La vieille dame parut interloquée, et dévisagea Camille comme si elle venait de poser une question
particulièrement stupide.
— Bien entendu ! J’y suis même née, figurez-vous ! Tout comme mes frères. Ah non, sauf Pierre,
rectifia-t-elle avec un froncement de sourcils. La grossesse de ma mère a été compliquée, et on nous a
toujours dit qu’elle avait accouché à l’hôpital de Morlaix.
Camille tenta de renouer le fil de la conversation :
— Je vous disais donc que je n’avais pas retrouvé énormément de documents à Porz-Gwint. Bien
entendu, le temps m’a manqué pour pousser plus avant, mais…
Lucienne Lamblé la fixait sans ciller, impassible, et Camille fut obligée d’expliquer :
— Je n’ai pu travailler que quelques heures dans la bibliothèque, avant que… avant…
Elle quêta du regard un secours du côté de Me Lantier, qui, cette fois-ci, parut soudain saisir son
embarras, et s’empressa :
— Nous comprenons !
— Pauvre enfant…, intervint alors Lucienne Lamblé en secouant la tête.
L’espace d’un instant, Camille se demanda à qui la vieille dame faisait allusion. Puis elle comprit que
la « pauvre enfant » était Marie-Jeanne. Curieuse façon de parler de sa fille, particulièrement lorsque
celle-ci vient de disparaître dans des circonstances terribles. La seule allusion de Lucienne Lamblé à son
frère Pierre lui avait semblé résonner de davantage d’affection, de tendresse même. En même temps, lui
revinrent en écho les paroles de Marie-Jeanne lors de leur première rencontre : « Maman est une femme
profondément indifférente. » Était-ce cela ? S’agissait-il d’indifférence, en définitive ?

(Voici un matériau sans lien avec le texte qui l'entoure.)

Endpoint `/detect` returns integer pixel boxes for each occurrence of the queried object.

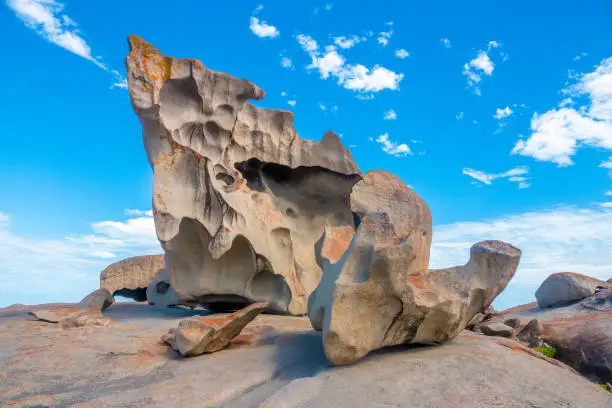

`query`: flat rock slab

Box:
[0,303,612,408]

— Enfin, poursuivit la vieille dame d’un ton grinçant, au moins, ce charlatan de Corsican ne touchera
plus un centime de Marie-Jeanne !
Elle se redressa sur sa bergère à la délicate tapisserie bleu pâle, dont la nuance faisait écho à son
châle.
— Il faut retrouver Marcel ! jeta-t-elle d’un ton impérieux. Je n’ai plus personne, à présent… que mon
neveu.
Elle semblait de nouveau habitée par cette volonté, pour ne pas dire cette morgue qui avait frappé
Camille lors de leur première rencontre, en dépit même de ses égarements, ou absences, la généalogiste
ne savait comment les baptiser. Cette fois-ci, ce fut l’avocat qui lança à Camille un bref coup d’œil.
— Jacques, j’en profite pour vous prévenir que je ne retourne pas à You’ch Rust, vous pourrez me
joindre ici. J’ai longuement hésité, mais je préfère attendre le résultat des recherches de Mlle Dantès.

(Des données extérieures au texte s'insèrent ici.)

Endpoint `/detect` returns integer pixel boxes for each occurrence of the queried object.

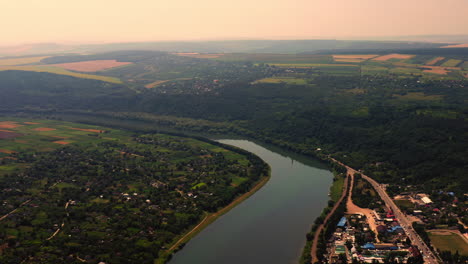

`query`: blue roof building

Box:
[336,216,346,227]
[362,243,375,249]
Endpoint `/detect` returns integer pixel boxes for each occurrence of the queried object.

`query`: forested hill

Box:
[0,49,468,192]
[0,71,135,110]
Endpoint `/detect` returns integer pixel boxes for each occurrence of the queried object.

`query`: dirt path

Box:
[428,229,468,244]
[310,169,349,264]
[46,200,71,240]
[0,199,31,221]
[167,177,270,253]
[346,170,380,242]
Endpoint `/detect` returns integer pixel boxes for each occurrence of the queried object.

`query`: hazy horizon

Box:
[0,0,468,46]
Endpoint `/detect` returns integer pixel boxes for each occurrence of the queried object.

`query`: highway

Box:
[361,173,439,264]
[330,157,441,264]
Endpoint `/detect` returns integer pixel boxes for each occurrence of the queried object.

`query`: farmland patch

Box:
[372,53,414,61]
[50,60,132,72]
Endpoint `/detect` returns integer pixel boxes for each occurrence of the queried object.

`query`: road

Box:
[310,170,349,264]
[330,157,440,264]
[361,174,439,264]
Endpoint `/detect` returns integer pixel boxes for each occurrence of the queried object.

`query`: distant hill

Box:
[0,39,450,56]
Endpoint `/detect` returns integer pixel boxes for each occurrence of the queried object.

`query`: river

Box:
[169,139,333,264]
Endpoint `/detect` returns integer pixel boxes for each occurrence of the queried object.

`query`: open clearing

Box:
[372,53,414,61]
[0,118,112,159]
[0,121,21,129]
[34,127,55,131]
[253,77,307,85]
[173,52,224,59]
[428,230,468,256]
[333,54,378,62]
[0,131,22,139]
[441,43,468,48]
[145,80,169,89]
[0,65,122,83]
[421,66,449,75]
[50,60,132,72]
[441,59,463,67]
[0,56,48,66]
[270,63,357,68]
[394,92,443,101]
[426,57,445,65]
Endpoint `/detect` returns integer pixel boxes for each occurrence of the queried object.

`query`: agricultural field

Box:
[372,53,414,61]
[0,56,48,66]
[426,57,445,66]
[394,92,443,101]
[0,118,267,263]
[212,53,334,64]
[0,65,122,83]
[428,230,468,256]
[333,54,378,63]
[50,60,132,72]
[173,52,224,59]
[441,59,463,67]
[253,77,307,85]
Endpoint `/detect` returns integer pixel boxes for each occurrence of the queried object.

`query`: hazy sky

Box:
[0,0,468,46]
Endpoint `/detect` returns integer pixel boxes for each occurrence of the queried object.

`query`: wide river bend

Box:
[169,139,333,264]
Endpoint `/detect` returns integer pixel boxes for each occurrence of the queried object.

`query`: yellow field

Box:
[394,92,443,101]
[333,54,378,63]
[442,59,462,67]
[0,65,122,83]
[0,56,48,66]
[426,57,445,65]
[429,230,468,256]
[268,63,357,68]
[145,80,170,89]
[254,77,307,85]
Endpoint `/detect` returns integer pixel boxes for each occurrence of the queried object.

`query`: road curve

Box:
[310,173,350,264]
[331,158,440,264]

— Vous savez, ce type d’enquête peut prendre un certain temps, hasarda la généalogiste.
Lucienne Lamblé balaya la remarque d’un geste de la main.
— Peu importe !
Elle se tourna vers Me Lantier :
— D’ailleurs, Jacques, avons-nous finalisé le contrat avec l’entreprise de mademoiselle ?
La question prit de court l’avocat, tout autant que Camille. Lucienne Lamblé paraissait définitivement
sortie de ses souvenirs.
— Le projet est prêt, affirma-t-il. Mais avec le… enfin, la disparition de votre fille…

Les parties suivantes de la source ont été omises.